El niño apareció tras una puerta.
Corrí hacia
ella y la abracé, y bailamos por la sala. Mis recuerdos de otras vidas
desaparecían, mis instintos de rata se mezclaban con otros instintos, los de
niño, supongo, y ya me atrevía a tocar su carne. Tras las cortinillas de gasa y
seda, bajo el complicado ramaje cruzado de su dosel macizo, en el dormitorio
negro, rojo y dorado había tocado con mis manos, todavía cortas y regordetas, su cuerpo dormido, calmo y suave, dorado y negro. Eran maravillosos días en que me
permitía dormir con ella.
Beril
odiaba al niño, no soportaba verlo ni intuirlo detrás de los muebles. Cada vez
con mayor frecuencia abandonaba los escondites sagrados hasta entonces, y se
mostraba francamente, mirando y sonriendo, desafiándole. En esos momentos, lo
habría destrozado con sus manos. Sabía que Dezhna le tenía más cariño cada día,
y ni aún golpeándola podía sentirse libre de la presencia del niño, no
soportaba la idea que le robara sentimientos de ella. Ella sólo debía sentir
por él.
Desde la
ventana vio el coche blanco, tuvo una sensación en el estómago, de locura. El
pasado le estaba gritando, le miraba asombrado. Lleno de furor bajó sus cosas
al coche, metió sus maletas con la ropa que había traído, las raquetas, la
colonia, la cartera con su anterior nombre, las fotos de Mavi y de su madre, y
les prendió fuego.
Bajo las
cortinillas, respiraba exhausta, miraba dolorida los moretones y pensaba en el
niño, Beril podría hacerle daño. Su pasión no tenía fisuras, ni su odio
tampoco.
Los ojos
almendrados contemplaban el fuego. Dentro se retorcían objetos negruzcos,
irreconocibles. Beril había dado la vuelta y caminaba de nuevo hacía la casa.

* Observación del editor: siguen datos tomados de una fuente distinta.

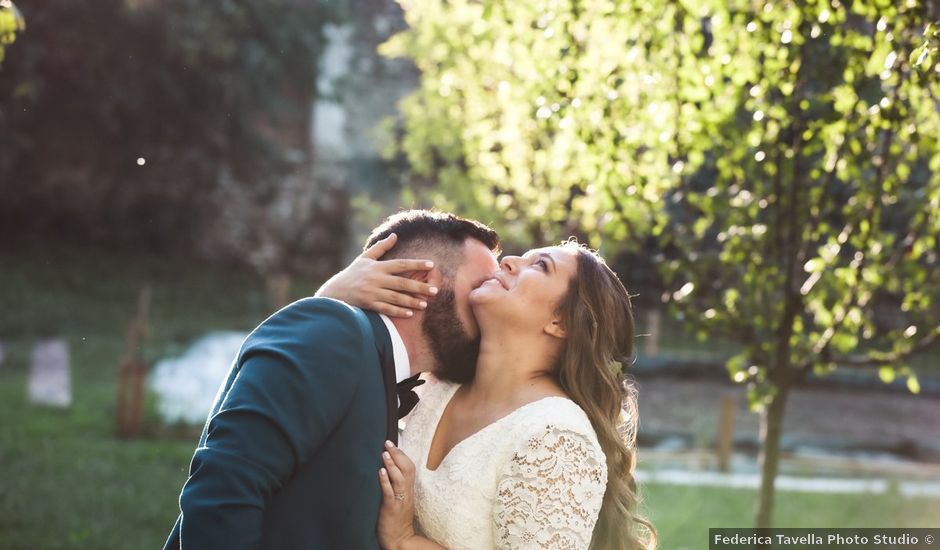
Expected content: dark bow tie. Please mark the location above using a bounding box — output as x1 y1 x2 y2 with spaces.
398 374 424 418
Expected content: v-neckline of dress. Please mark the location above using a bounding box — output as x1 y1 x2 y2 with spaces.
421 384 571 472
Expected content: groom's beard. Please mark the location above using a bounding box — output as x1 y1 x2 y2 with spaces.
421 288 480 384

Beril no era bueno, ya no quería que se quedara allí, que fuera un padre para
él. El tenía que ser el padre, él tenía que proteger a Dezh.
Subió a la
azotea y pisó con las zapatillas de seda bordada en las losetas gastadas de
color rojizo. Los grandes macetones almenaban el borde bajo que daba a la
puerta de entrada. Necesitó todo su esfuerzo para mover uno, y logró sudando
que se inclinase lo suficiente y que cayera. No hizo ningún ruido hasta llegar.
Corrió abajo, Beril yacía en el suelo de la entrada, con el cráneo partido,
cubierto de tierra y flores. El niño hurgó en sus ropajes rojos, sacó un objeto
estilizado con mango de piedras oscuras y golpeó a Beril en el pecho con él, la
sangre empezó a brotar, manchando la seda blanca.
La tarde lo
había vuelto todo rojo. Salieron de la casa y caminaron por el pequeño camino
de gravilla. El niño se había quedado algo atrás y Dezhna se volvió a
contemplarlo, encontró la mirada castaña de almendra y le sonrió, ofreciéndole
la mano.
-Ven a los
jardines.
Los caminos
se entrecruzaban bordeados de setos semisalvajes que impedían la visión, así
los ropajes de colores se perdieron pronto entre el verde impenetrable y sólo
quedó el recuerdo de miel, la mirada del niño que se había vuelto un momento y
en la que aparecían unas pequeñas manchas oscuras.